Spokesman Brian Niceswanger -- no, really, that's his name -- tried to explain why the paper is unworthy of inmates' time: "Well, we have denied other news organizations that we feel are sensational. Like, Hard Copy wanted to come in and do a story, and we said no." Ouch.

Serving the Serbs
When Plain Dealer Publisher Alex Machaskee overruled the paper's editorial board and ordered his minions to endorse George Bush, said minions rebelled by ratting him out to media across the land. The ensuing embarrassment forced the paper to backpedal by endorsing no one.

Early logic said Machaskee was merely playing water boy for the executive crowd, since he pulled the same stunt when the paper endorsed Governor Bob Taft. But another theory suggests that Machaskee, who's big in Cleveland's Serbian community, was also carrying the torch for the motherland.

Apparently, the Kerry campaign made the mistake of sending Richard Holbrooke as its emissary to the editorial board, though many Serbs hold Holbrooke responsible for bombing Belgrade during the Kosovo war. Then, last week, The PD ran a column headlined "Serbs were solid backers of Bush." Penned by a Washington lawyer, the piece asserted that evangelicals took a back seat in their support for Bush; Serbs were actually the President's most faithful admirers. They feared mad bombers from the Clinton administration would get new jobs with Kerry. Bush, by contrast, prefers to blow up Muslims.

Machaskee denies that the Kosovo war had any sway on The PD's endorsement. "Our editorial speaks for itself . . ." he says by e-mail. "My ethnicity has nothing to do with our endorsements."

Still, if the Democrats hope to win Ohio in 2008, they may want to court a small but powerful special-interest group: Serbian newspaper publishers.

Speaking of confusion . . .
If The PD struggled to save face with its presidential endorsement, it's having a tougher time covering young voters.
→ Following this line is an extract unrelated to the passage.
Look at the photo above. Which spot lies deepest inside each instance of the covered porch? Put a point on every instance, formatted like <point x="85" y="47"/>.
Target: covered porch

It can't decide whether to applaud or denigrate them.

On the Sunday after the election, Diane Solov wrote in a front-page report that "it's clear that young voters stormed the polls Tuesday." On the same day, however, the paper's PDQ complained, "What the heck is it going to take to get young Americans interested in voting?"

For those of you who've missed it, PDQ is the paper's attempt to boost its youthful readership, which is now composed of six people, all from a nice Mormon family in Streetsboro. Papers nationwide are doing the same thing, but like PDQ, they tend to be a print equivalent of a 50-year-old divorcée trying to fit into her teenage daughter's clothes.

Among PDQ's cringe-worthy suggestions for increasing voter turnout: ". . . Turn the Board of Elections into a skateboard of elections!" and have "punch card styluses double as nipple/navel piercers!"

Unfortunately, the section does not come with its own laugh track.

Oops, part III
When former Cleveland Police Chief Richard Hongisto passed away, The Plain Dealer quoted Congressman Dennis Kucinich as saying he'd reconciled with Hongisto after firing him on TV in 1978. Alas, it appears Kucinich must now reconcile with his growing propensity for lying.

When the Elfin One started peddling the tale during his alleged presidential campaign, The San Francisco Examiner contacted Hongisto. "There was no reconciliation," said the ex-chief in January. ". . . I told him what a whacko and a dingbat he was -- and he is . . . I knew Dennis could not leave this alone -- he's not smart enough. I bet my friend $5 that he'd deny my side of the story. He did. Now, The Washington Post is doing a long piece on Dennis's ability to govern. I gave them an interview today. It's been 25 years. Yes, revenge is best served cold. And I start out the new year $5 ahead . . ."

Hmmm, maybe reconciliation was too strong a word.

Stella got her groove Black
Michael Ian Black, best known for his sardonic observations on VH1's I Love the '80s, was in Cleveland last week with friends Michael Showalter and Shaker Heights native David Wain. Stella, their touring comedy act, packed the Grog Shop. Everything went quite well -- until Punch went to buy Michael Ian Black a shot after the show.

"I'm a teetotaler," said Black. Yes, the man actually refused a free shot.

The moral of the story: Never buy shots for guys with three names. They're actually Vassar-educated power moms in disguise. Or maybe commies.